= Gran Cine =

Gran Cine is a non-profit civil association founded on 13 June 1996. It functions as an alternative film distributor in Venezuela. The aims of the organisation are a rough group of objectives with the overall goal being to widen the reach of film, especially independent, diverse and global film, in Venezuela. It has a group of associated cinemas, used for exhibition and education.

The president of Gran Cine is Fernando Rotundo.

==Mobile cinema==
Included in the aims of the organisation is the effort to create mobile cinemas, so that people from areas without cinemas can also see films.

Gran Cine co-sponsors the Argentinian Film Festival in Venezuela with the nation's Argentinian Embassy, with the festival having half of its films be available across the country at outdoor and mobile cinemas to improve access.

In 2015, Gran Cine Móvil held a series of film screenings and discussion forums to facilitate reflection and education on human rights around the world and in Venezuela, featuring the films Mine Alone and Invictus.

=== Problems ===
The outdoor cinema does face problems. One of the main ones is a lack of money to provide as many films as previously shown, but the public are also concerned to show up, due to the scarcity of power and street violence making a dark outside location unwelcoming. The number of locations has therefore been reduced, limited to a few sites around the capital rather than hundreds across the country as it was before.

Gran Cine also previously worked with cinemas, but most of them have had to close down.

==Film festivals==
The organisation holds many free film festivals, celebrating diverse films from a variety of countries, including the biggest box office successes as well as some from independent and culturally diverse filmmakers. The aim, as with many of the organisation's endeavours, is to promote culturally and artistically significant film. The longest-running of these festivals is the Spanish Film Festival, which reached its 22nd year in 2018.

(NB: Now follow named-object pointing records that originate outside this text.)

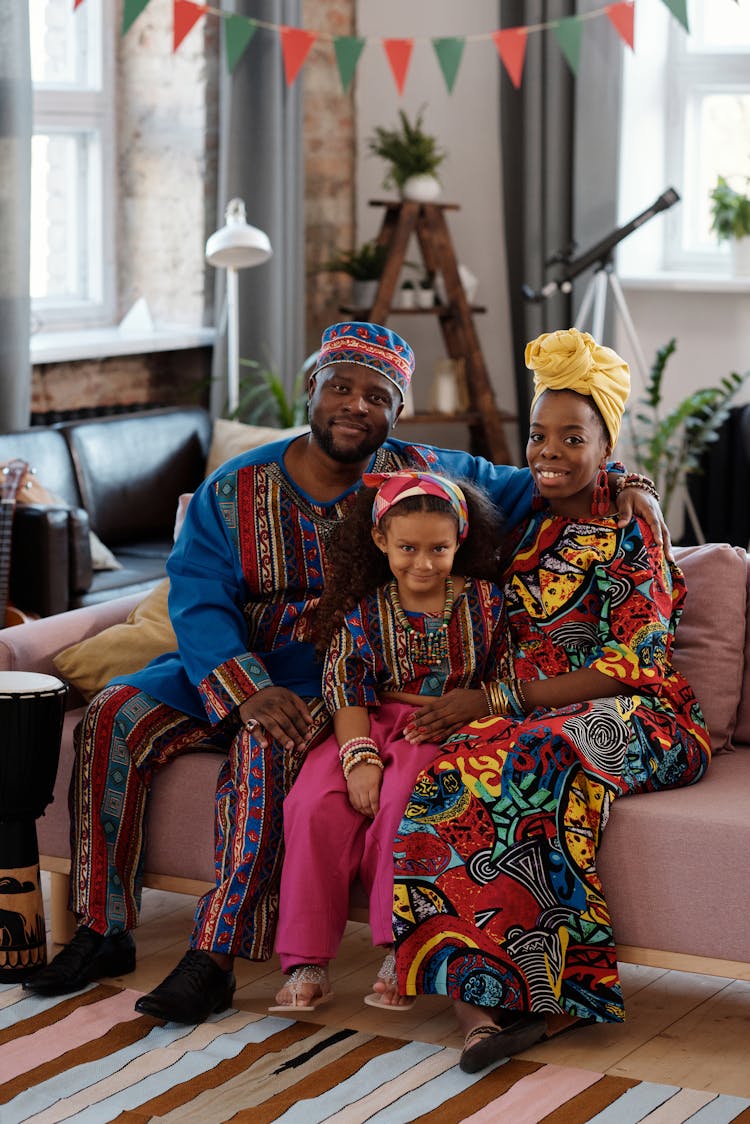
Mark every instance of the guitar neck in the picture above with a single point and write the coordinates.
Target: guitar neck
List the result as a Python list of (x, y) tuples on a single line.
[(6, 541)]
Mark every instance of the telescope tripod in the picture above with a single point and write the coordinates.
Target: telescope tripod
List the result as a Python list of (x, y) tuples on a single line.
[(594, 304)]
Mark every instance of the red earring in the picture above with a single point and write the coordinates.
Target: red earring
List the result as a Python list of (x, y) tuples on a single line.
[(601, 496)]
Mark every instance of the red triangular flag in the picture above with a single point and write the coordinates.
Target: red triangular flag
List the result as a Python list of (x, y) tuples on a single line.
[(184, 17), (512, 48), (295, 45), (622, 19), (399, 54)]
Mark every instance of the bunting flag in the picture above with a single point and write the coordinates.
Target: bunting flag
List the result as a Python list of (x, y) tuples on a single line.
[(678, 8), (348, 50), (512, 48), (237, 34), (184, 16), (399, 54), (296, 43), (569, 34), (295, 46), (449, 55), (622, 17), (130, 11)]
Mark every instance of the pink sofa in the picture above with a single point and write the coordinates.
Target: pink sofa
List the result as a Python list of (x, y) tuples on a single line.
[(675, 864)]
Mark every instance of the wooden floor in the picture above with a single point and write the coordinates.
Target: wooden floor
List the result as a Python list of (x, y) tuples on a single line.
[(681, 1029)]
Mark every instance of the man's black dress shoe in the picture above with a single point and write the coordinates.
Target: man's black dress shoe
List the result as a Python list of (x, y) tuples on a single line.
[(193, 990), (89, 957)]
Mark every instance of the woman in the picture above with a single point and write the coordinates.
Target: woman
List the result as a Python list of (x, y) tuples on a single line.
[(497, 900)]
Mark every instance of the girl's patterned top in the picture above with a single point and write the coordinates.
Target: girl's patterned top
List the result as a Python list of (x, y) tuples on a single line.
[(370, 652)]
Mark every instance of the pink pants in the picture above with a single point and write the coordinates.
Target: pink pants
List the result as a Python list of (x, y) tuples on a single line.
[(327, 844)]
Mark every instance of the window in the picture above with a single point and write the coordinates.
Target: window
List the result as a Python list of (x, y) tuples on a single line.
[(686, 119), (72, 271)]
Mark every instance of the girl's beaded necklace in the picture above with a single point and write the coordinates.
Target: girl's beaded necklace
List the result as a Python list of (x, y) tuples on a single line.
[(428, 646)]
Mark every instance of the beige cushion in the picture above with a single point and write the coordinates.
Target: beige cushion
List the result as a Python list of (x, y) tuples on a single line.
[(229, 438), (710, 649), (123, 647)]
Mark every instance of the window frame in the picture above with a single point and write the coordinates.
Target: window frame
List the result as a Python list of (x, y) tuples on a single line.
[(61, 108), (675, 75)]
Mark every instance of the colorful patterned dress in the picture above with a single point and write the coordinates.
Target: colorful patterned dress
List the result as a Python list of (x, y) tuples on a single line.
[(497, 899)]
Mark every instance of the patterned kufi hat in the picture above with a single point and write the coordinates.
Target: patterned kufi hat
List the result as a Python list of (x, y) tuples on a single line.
[(368, 345), (394, 487), (572, 360)]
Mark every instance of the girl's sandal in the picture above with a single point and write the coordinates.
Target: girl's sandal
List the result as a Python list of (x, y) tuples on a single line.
[(387, 973), (315, 975), (488, 1043)]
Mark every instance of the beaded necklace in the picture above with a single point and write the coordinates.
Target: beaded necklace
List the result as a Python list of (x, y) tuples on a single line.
[(428, 646)]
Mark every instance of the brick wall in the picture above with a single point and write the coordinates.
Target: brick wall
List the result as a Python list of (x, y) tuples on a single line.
[(168, 133)]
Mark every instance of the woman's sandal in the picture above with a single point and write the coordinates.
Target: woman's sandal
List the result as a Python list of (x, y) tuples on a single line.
[(387, 973), (306, 973), (488, 1043)]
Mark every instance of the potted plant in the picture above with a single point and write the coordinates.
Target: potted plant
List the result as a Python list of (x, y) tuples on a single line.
[(669, 446), (730, 219), (364, 264), (264, 399), (413, 155)]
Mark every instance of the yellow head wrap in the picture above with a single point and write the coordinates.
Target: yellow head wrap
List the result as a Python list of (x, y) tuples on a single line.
[(572, 360)]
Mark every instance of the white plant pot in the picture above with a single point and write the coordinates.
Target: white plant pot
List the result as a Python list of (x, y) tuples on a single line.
[(740, 250), (422, 189), (363, 293)]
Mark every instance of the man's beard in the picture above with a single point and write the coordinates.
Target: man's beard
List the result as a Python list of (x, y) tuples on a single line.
[(351, 455)]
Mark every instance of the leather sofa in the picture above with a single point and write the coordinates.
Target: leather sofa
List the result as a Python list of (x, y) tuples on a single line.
[(118, 477), (674, 864)]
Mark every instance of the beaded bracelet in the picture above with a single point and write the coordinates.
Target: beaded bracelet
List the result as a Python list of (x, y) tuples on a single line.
[(357, 743), (636, 480), (370, 759)]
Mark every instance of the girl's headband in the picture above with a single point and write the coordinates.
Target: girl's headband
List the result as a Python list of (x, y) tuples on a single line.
[(394, 487)]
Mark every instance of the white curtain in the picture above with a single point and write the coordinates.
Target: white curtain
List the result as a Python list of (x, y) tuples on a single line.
[(261, 162), (15, 193)]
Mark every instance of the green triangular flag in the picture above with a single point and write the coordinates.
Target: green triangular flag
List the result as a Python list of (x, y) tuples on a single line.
[(449, 55), (348, 48), (130, 11), (569, 33), (678, 8), (237, 34)]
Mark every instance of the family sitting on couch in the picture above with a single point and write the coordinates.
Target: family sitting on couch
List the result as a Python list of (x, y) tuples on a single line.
[(247, 571)]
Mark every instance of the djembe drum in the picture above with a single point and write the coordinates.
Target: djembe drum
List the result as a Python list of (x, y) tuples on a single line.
[(32, 710)]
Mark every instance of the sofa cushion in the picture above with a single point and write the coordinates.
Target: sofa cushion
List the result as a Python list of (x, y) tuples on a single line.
[(133, 468), (710, 649), (742, 730), (122, 647), (674, 864), (231, 438)]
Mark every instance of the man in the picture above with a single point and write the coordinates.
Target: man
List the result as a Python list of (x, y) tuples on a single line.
[(245, 574)]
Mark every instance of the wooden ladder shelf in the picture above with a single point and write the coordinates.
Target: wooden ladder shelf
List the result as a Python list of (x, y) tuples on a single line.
[(455, 316)]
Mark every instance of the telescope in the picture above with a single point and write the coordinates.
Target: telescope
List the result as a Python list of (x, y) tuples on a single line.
[(599, 254)]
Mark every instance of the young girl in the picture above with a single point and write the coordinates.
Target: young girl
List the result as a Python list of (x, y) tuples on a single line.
[(410, 612)]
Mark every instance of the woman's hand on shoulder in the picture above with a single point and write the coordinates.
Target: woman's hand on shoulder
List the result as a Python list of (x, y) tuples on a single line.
[(634, 501)]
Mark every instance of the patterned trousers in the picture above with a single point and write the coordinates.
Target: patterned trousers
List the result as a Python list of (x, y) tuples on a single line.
[(125, 736)]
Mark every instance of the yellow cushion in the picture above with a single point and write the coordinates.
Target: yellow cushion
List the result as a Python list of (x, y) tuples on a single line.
[(120, 649), (229, 438)]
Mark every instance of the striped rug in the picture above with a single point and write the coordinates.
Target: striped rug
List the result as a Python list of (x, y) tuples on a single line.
[(90, 1059)]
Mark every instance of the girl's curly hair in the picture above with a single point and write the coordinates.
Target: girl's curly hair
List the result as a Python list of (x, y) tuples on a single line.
[(355, 567)]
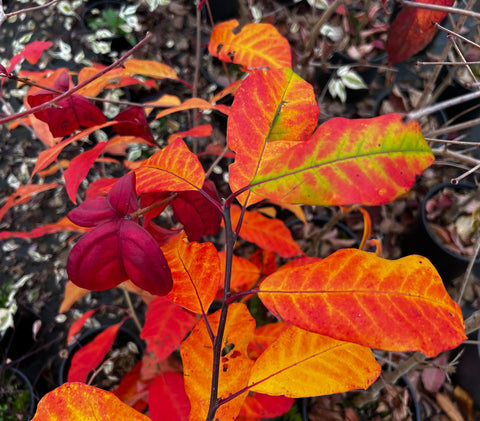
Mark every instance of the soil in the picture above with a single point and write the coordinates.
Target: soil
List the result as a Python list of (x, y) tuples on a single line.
[(35, 268)]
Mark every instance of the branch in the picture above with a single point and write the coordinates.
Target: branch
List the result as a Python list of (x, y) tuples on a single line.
[(78, 87), (439, 8)]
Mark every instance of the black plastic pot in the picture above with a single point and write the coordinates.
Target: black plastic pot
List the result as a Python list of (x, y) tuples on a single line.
[(123, 337), (17, 398), (421, 240)]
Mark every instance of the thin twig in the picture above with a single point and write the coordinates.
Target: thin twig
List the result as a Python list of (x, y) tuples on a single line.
[(4, 16), (439, 8), (132, 311), (415, 115), (68, 93), (469, 269), (318, 26)]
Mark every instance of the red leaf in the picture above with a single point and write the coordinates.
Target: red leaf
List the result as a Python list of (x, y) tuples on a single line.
[(78, 169), (48, 156), (23, 195), (166, 325), (31, 52), (412, 30), (198, 215), (167, 398), (115, 251), (134, 123), (69, 114), (123, 196), (92, 212), (92, 354)]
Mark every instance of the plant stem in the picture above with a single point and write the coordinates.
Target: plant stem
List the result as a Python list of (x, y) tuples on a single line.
[(68, 93), (218, 342), (439, 8), (132, 311), (415, 115), (318, 26)]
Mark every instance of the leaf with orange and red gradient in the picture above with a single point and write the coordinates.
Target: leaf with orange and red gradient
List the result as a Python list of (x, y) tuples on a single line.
[(167, 398), (258, 406), (254, 45), (244, 273), (166, 325), (266, 233), (203, 130), (23, 194), (272, 111), (412, 30), (365, 161), (49, 155), (133, 122), (235, 366), (174, 168), (63, 224), (91, 355), (301, 364), (149, 68), (352, 295), (79, 168), (195, 271), (194, 103), (81, 402), (264, 336)]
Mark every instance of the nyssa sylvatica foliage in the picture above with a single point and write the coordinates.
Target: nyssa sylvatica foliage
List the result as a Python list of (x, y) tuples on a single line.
[(330, 312)]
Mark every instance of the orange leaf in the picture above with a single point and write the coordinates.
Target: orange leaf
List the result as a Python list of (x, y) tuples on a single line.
[(80, 402), (63, 225), (193, 103), (272, 111), (71, 296), (254, 45), (244, 273), (412, 30), (195, 270), (259, 406), (357, 296), (264, 336), (301, 364), (92, 354), (174, 168), (197, 357), (268, 234), (364, 161), (149, 68), (166, 325), (167, 398), (78, 169), (23, 195), (77, 326)]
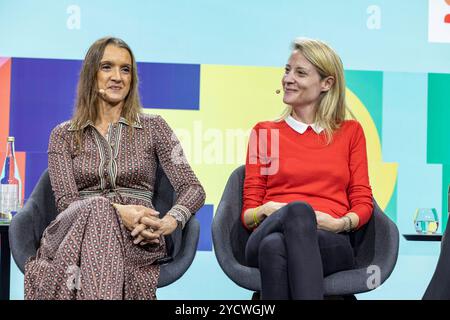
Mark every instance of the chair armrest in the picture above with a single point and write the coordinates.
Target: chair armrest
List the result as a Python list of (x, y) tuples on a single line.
[(183, 258)]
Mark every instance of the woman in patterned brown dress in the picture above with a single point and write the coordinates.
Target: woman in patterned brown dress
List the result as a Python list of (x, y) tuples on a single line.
[(107, 236)]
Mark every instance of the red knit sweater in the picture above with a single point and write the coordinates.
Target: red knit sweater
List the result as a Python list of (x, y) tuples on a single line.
[(331, 178)]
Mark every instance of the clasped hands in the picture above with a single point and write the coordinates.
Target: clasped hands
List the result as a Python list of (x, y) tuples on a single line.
[(324, 220), (144, 223)]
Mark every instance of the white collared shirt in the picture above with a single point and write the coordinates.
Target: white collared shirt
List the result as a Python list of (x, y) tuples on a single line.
[(301, 127)]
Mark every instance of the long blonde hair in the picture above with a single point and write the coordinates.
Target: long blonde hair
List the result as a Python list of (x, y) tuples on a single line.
[(87, 91), (332, 108)]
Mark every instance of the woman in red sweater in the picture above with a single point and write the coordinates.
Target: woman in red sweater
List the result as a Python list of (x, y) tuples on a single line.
[(306, 183)]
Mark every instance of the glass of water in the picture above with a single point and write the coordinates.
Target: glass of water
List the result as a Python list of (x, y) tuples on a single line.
[(426, 221)]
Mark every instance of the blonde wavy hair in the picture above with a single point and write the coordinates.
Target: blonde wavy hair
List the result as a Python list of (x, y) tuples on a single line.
[(87, 91), (332, 108)]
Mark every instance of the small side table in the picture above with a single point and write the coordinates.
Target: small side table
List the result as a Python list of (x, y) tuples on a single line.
[(5, 262), (423, 237)]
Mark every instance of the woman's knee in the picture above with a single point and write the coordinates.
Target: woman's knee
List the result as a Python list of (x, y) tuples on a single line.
[(271, 245), (301, 214)]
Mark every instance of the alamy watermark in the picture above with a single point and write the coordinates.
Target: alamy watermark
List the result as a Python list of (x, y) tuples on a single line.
[(214, 146)]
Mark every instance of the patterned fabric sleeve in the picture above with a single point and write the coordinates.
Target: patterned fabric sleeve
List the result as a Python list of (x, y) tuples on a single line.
[(190, 193), (60, 168)]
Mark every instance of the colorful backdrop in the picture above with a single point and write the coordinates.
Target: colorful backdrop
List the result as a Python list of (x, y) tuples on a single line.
[(211, 69)]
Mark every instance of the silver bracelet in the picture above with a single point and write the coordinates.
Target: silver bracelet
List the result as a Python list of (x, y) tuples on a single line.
[(348, 227)]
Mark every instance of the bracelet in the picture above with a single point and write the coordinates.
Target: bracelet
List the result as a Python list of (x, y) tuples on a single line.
[(255, 219), (350, 226)]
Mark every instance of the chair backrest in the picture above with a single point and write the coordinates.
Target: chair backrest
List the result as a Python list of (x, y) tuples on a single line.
[(376, 243)]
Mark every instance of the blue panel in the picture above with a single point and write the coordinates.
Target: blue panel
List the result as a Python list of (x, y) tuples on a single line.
[(204, 216), (42, 95), (169, 86)]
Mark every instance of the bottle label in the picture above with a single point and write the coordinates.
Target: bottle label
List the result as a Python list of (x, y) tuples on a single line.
[(9, 198)]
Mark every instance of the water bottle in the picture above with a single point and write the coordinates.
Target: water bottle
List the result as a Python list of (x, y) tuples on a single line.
[(10, 185)]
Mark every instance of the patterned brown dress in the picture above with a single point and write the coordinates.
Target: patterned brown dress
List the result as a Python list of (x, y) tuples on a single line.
[(86, 252)]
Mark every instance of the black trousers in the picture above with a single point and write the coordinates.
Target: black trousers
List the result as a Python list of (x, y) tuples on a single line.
[(439, 286), (293, 256)]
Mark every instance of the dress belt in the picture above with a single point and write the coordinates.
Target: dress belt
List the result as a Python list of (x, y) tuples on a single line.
[(119, 192)]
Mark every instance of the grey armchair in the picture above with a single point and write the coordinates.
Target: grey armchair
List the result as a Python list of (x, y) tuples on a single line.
[(29, 223), (376, 244)]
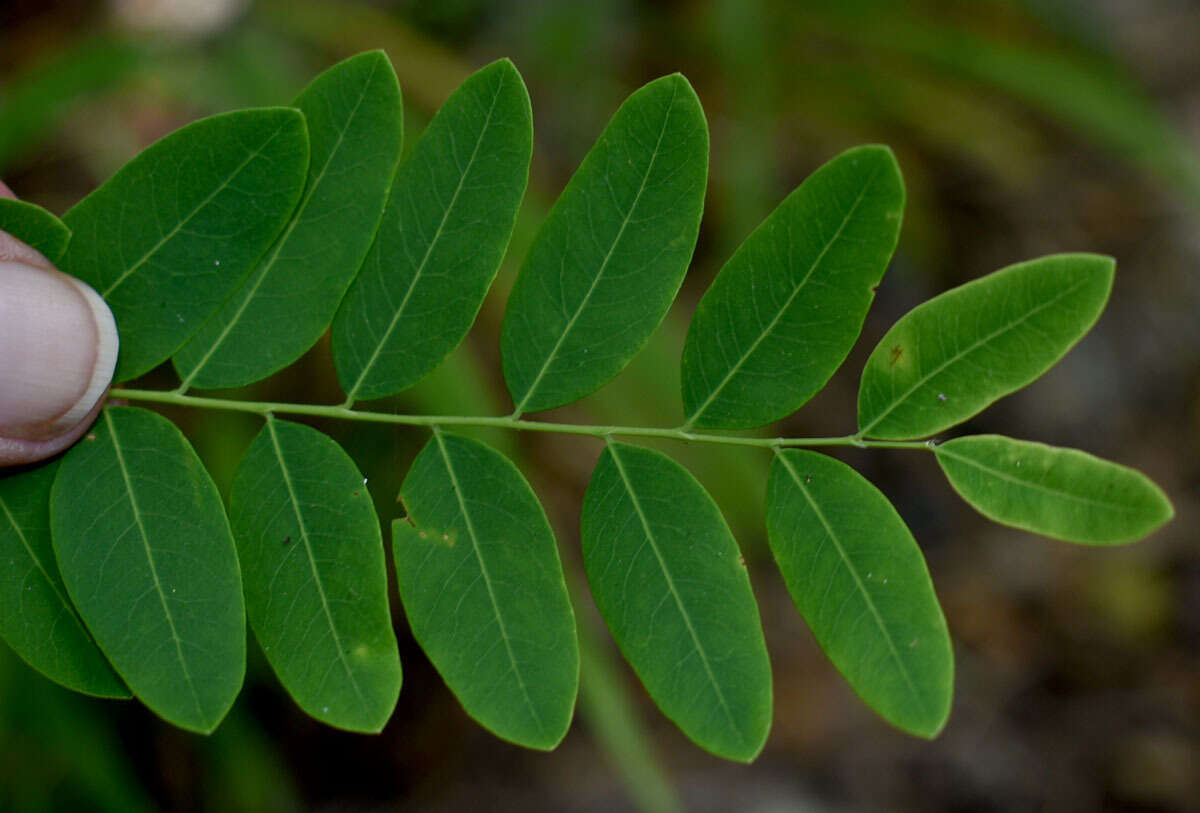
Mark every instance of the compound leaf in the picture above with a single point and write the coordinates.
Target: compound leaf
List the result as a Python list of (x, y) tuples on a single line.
[(862, 585), (484, 590), (36, 618), (1062, 493), (147, 556), (610, 257), (169, 236), (448, 222), (35, 227), (354, 119), (785, 311), (672, 588), (316, 576), (948, 359)]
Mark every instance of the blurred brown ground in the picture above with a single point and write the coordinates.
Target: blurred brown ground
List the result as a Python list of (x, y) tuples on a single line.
[(1023, 128)]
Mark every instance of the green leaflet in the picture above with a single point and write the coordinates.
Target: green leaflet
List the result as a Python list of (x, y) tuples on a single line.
[(672, 588), (36, 618), (169, 236), (787, 307), (145, 553), (353, 112), (1055, 492), (35, 227), (442, 238), (484, 590), (316, 576), (859, 580), (948, 359), (610, 257)]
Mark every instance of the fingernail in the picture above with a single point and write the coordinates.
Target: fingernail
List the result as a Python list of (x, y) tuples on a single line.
[(58, 350)]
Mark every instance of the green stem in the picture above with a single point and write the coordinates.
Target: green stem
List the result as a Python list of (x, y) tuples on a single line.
[(267, 408)]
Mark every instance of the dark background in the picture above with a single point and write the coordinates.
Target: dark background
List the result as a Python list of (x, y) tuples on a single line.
[(1023, 128)]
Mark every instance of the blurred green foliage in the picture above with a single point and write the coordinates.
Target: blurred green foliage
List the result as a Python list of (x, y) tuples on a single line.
[(1029, 124)]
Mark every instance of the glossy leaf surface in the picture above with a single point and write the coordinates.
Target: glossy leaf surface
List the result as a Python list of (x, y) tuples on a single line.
[(1055, 492), (145, 552), (484, 590), (353, 112), (35, 227), (169, 236), (315, 572), (862, 585), (442, 238), (948, 359), (672, 588), (610, 257), (787, 307), (36, 618)]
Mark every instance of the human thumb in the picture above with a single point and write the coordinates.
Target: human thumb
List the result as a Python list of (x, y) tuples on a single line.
[(58, 350)]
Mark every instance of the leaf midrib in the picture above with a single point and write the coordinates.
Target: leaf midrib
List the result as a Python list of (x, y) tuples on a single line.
[(24, 541), (796, 291), (604, 264), (154, 571), (268, 264), (1036, 487), (312, 564), (186, 220), (964, 354), (675, 592), (858, 583), (429, 251), (487, 579)]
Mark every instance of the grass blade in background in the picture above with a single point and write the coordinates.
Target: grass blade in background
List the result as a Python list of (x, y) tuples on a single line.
[(442, 238), (316, 576), (787, 307), (145, 552), (948, 359), (862, 585), (167, 239), (36, 618), (671, 585), (484, 590), (35, 227), (355, 125), (610, 257), (1062, 493)]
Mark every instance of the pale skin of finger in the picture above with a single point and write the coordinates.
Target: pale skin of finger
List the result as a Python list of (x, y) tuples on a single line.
[(17, 451)]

The 22nd Spanish Film Festival — also known as the OFF Festival — had, as well as the variety of films, a retrospective on the life and works of Pedro Almodóvar called "Al Modo Almodóvar". It was also supported by the Spanish Embassy in Caracas, Queiroz Publicidad and primarily hosted at Trasnocho Cultural.

With support from Kairos and the Argentina Embassy in Caracas, Gran Cine has held the Argentinian Film Festival annually from 2017. The two most highly promoted films from the 2018 festival, which ran for two weeks in November and December, were Zama and the Argentine-Venezuelan Arpón.

==Film factory==
The film factory was set up in 2015, to develop the skills and independence of young peoples' abilities, with the program rolled out to more than 10 high schools by 2018. Rotundo has said that though culture could come second to politics and welfare, exposure to culture is crucial in young people developing critical awareness.